Maalesef bazen istenmeyen uygulamalar da bulunmaktaydı
Günümüzde kuduz hastalığının tedavisi olsa da modern öncesi dönemde bu hastalığın tedavisi yapılamıyordu. Bu nedenle köpekler potansiyel tehlike olarak görülüyordu. Günümüze ulaşan belgeler incelendiğinde; her zaman olmasa da bazı dönemlerde sokak köpeklerinin toplanarak itlaf edildikleri anlaşılıyor. Bu belgelerden birisi Alman imparatoru II. Wilhelm 1898 yılında İstanbul’a gelmeden önce hazırlanmış. İmparatorun cadde ve sokaklarda gezmek isteme ihtimali düşünülerek kuduz ve uyuz hastalığı bulunan köpeklerin “uygun bir şekilde” ortadan kaldırılması gerektiği belirtilmiştir. Az sayıda hayvanın toplatılıp şehir dışına bırakılması gibi örneklerin dışında sokak hayvanlarının toplu bir şekilde sürgün edildiği dönemler de olmuştur. İstanbul sokaklarında yaşayan köpeklerin ilk toplu sürgünleri 19. yüzyılın ilk zamanlarında II. Mahmud döneminde gerçekleşti. O dönemde İstanbul’daki köpek nüfusunda inanılmaz bir artış yaşanmıştı. Padişah ise sokaklarda ne kadar köpek varsa yakalanıp Hayırsızada’ya gönderilmesini buyurdu. Birkaç gün içinde padişahın istediği gibi sokaklarda neredeyse hiç hayvan kalmamıştı. Ancak İstanbul halkı duyarlıydı ve hemen sesini yükseltmeye başladı. İnsanlar hayvanlara eziyet etmenin uğursuzluk getireceğini düşünüyordu. Bu nedenle köpeklerin tekrar İstanbul’a getirilmelerini istiyorlardı. İnsanların tepkisine kayıtsız kalamayan II. Mahmud, köpeklerin tekrar İstanbul’a getirilmesine izin verdi. Ancak bu olaydan sonra İstanbul halkının belirttiği uğursuzluk da gelmişti. Mısır Valisinin oğlu İbrahim Paşa ordusu ile Kahire’den çıkıp Kütahya’ya kadar geldi!
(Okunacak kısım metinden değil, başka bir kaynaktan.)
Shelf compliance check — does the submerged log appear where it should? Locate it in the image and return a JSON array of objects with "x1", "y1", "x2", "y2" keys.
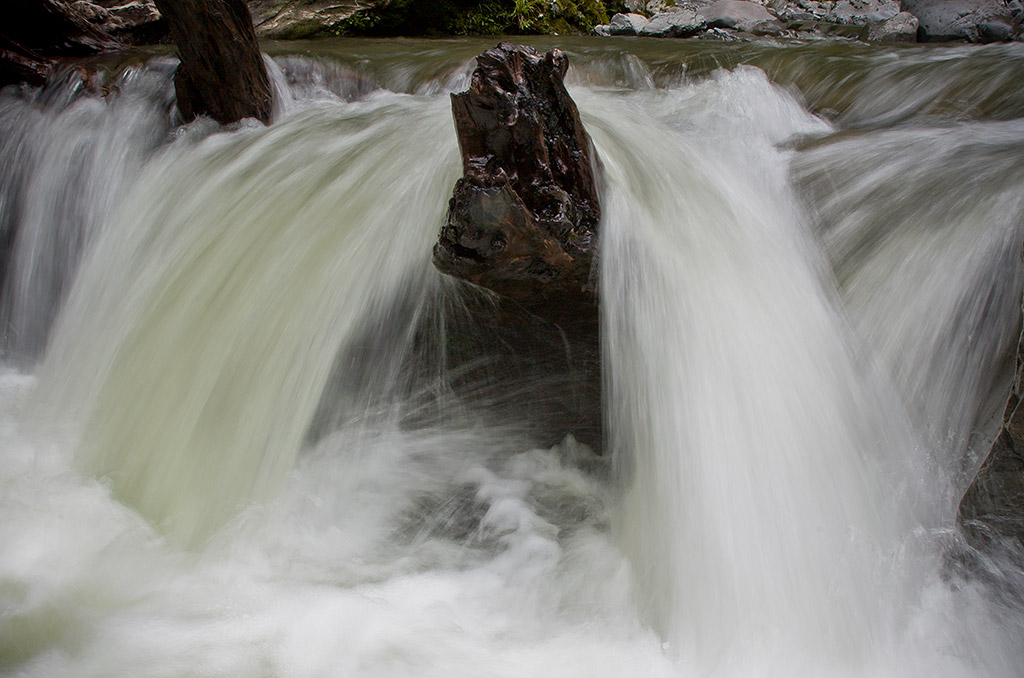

ilk resmi dernek 1912 yılında “Himaye-i Hayvanat Cemiyeti” adıyla İstanbul’da kuruldu
Bu dernek Atatürk’ün direktifleriyle 1923 yılında Türkiye Hayvanları Koruma Derneği olarak faaliyet göstermeye başladı. Benzer bir şekilde 1955 yılında Celal Bayar öncülüğünde Ankara’da Hayvanları Koruma Derneği açıldı. 1980’li yıllara gelindiğinde henüz Türkiye’de yasalarla korunan bir hayvan hakları kanunu yoktu. İlk çalışmayı İstanbul Üniversitesi Hukuk Fakültesi’nde öğretim görevlisi olan Prof. Dr. İsmet Sungurbey başlattı. Uzun bir süreçten sonra ilk resmi düzenleme 24 Haziran 2004 tarihinde yapıldı. Hayvanları Koruma Kanunu’nun kabul edilmesiyle can dostlar yasalarla güvence altına alınmış oldu. 5199 sayılı bu kanunun 4. maddesinde hayvanlara yaşam hakkı tahsis edildi. Hayvanlara kötü muamele eden kişilerin cezalandırılması öngörüldü. Ancak yıllar içinde bu yasanın bazı eksiklikleri gün yüzüne çıkmaya başladı. Bu nedenle uzun bir süredir yeni bir yasa için çalışmalar yapılıyor. Geçtiğimiz yıllarda çeşitli sebeplerle sürekli ertelenen hayvan hakları tasarısında nihayet son aşamaya gelindi. Sonuç olarak yakın bir zamanda, Hayvan Hakları Kanunu‘nun Meclis gündemine getirilmesi bekleniyor, ve bir an önce Hayvan haklası kanunu yasasının çıkmasını dört gözle bekliyoruz.